Metadata-Version: 2.4
Name: wsdp
Version: 0.0.4
Summary: A pipeline for large scale deep-learning based wireless sensing tasks, including preprocess, training and eval
Author-email: sdp_group <yuanhao.cui@bupt.edu.cn>
License-Expression: MIT AND (Apache-2.0 OR BSD-2-Clause)
Project-URL: Homepage, https://github.com/yuanhao-cui/Sensing-Data-Protocol
Project-URL: Bug Tracker, https://github.com/yuanhao-cui/Sensing-Data-Protocol/issues
Requires-Python: >=3.11
Description-Content-Type: text/markdown
License-File: LICENSE
Requires-Dist: torch>=2.7.1
Requires-Dist: numpy>=2.4.1
Requires-Dist: matplotlib>=3.10.0
Requires-Dist: scikit_learn==1.8.0
Requires-Dist: seaborn==0.13.2
Dynamic: license-file

[![SDP](https://img.shields.io/badge/Sensing_Dataset-Platform-356596)](https://sdp8.org/)
![TOML](https://img.shields.io/badge/dynamic/toml?url=https://raw.githubusercontent.com/yuanhao-cui/Sensing-Data-Protocol/refs/heads/main/pyproject.toml&query=%24.project.name&logo=pypi&label=pip
)
[![GitHub](https://img.shields.io/github/license/yuanhao-cui/Sensing-Data-Protocol?color=green
)](https://github.com/yuanhao-cui/Sensing-Data-Protocol/blob/main/LICENSE)
![Welcome to Ask](https://img.shields.io/badge/Welcome_to-Ask-72B063)

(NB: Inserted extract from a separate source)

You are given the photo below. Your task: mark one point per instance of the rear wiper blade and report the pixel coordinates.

# SDP: Sensing Data Protocol for Scalable Wireless Sensing

**SDP (Sensing Data Protocol)** is a protocol-level abstraction framework and unified benchmark for scalable wireless sensing and perception based on wireless signals such as Channel State Information(CSI).
The protocol is designed to decouple learning performance from hardware-specific artifacts, enabling **fair, reproducible, and scalable evaluation** of deep learning models for wireless sensing tasks.

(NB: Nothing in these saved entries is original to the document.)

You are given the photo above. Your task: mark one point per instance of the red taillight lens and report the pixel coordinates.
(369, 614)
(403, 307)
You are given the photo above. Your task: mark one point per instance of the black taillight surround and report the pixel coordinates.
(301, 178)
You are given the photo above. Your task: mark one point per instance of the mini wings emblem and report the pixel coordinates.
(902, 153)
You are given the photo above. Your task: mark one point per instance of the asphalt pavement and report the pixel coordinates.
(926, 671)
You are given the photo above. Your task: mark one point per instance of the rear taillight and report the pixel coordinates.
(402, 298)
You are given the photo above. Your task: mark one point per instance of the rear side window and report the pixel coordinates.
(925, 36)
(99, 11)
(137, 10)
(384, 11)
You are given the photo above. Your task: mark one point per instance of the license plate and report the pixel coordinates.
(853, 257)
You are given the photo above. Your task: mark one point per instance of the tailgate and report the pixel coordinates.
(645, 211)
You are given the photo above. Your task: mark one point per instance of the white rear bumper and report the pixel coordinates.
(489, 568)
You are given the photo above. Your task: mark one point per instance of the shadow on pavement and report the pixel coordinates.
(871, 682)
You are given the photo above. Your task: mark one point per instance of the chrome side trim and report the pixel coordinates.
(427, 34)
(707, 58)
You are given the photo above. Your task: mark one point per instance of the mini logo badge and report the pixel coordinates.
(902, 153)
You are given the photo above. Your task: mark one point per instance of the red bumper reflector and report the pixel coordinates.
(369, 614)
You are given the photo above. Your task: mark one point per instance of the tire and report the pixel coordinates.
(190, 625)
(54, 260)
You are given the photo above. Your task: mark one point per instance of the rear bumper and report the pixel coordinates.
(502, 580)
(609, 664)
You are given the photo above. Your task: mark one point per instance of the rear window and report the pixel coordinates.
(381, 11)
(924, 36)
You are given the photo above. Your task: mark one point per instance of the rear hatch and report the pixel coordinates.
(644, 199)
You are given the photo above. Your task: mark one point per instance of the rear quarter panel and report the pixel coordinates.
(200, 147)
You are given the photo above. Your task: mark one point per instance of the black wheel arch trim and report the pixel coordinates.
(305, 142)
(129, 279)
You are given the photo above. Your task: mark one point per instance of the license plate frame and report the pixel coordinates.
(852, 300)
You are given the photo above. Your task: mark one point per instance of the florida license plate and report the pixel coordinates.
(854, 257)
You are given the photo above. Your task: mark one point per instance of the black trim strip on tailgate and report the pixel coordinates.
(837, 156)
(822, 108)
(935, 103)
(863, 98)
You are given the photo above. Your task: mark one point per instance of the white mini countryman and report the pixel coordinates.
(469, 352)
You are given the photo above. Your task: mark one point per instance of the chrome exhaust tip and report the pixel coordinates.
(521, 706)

SDP enforces **deterministic physical-layer sanitization, canonical tensor construction, and standardized training and evaluation procedures**, making it particularly suitable for wireless sensing research, activity recognition, device-free sensing, and cross-dataset benchmarking.

Our main result can be illustrated by the following pictures.

**Mean Top-1 accuracy with 95% confidence intervals over five runs**
![accuracy](./img/accuracy.png)

**Performance stability comparison between the baseline and SDP across five random seeds. Boxplots show the distribution of Top-1 accuracy, with scattered dots indicating individual runs.**
![accuracy](./img/reproducibility_and_stability.png)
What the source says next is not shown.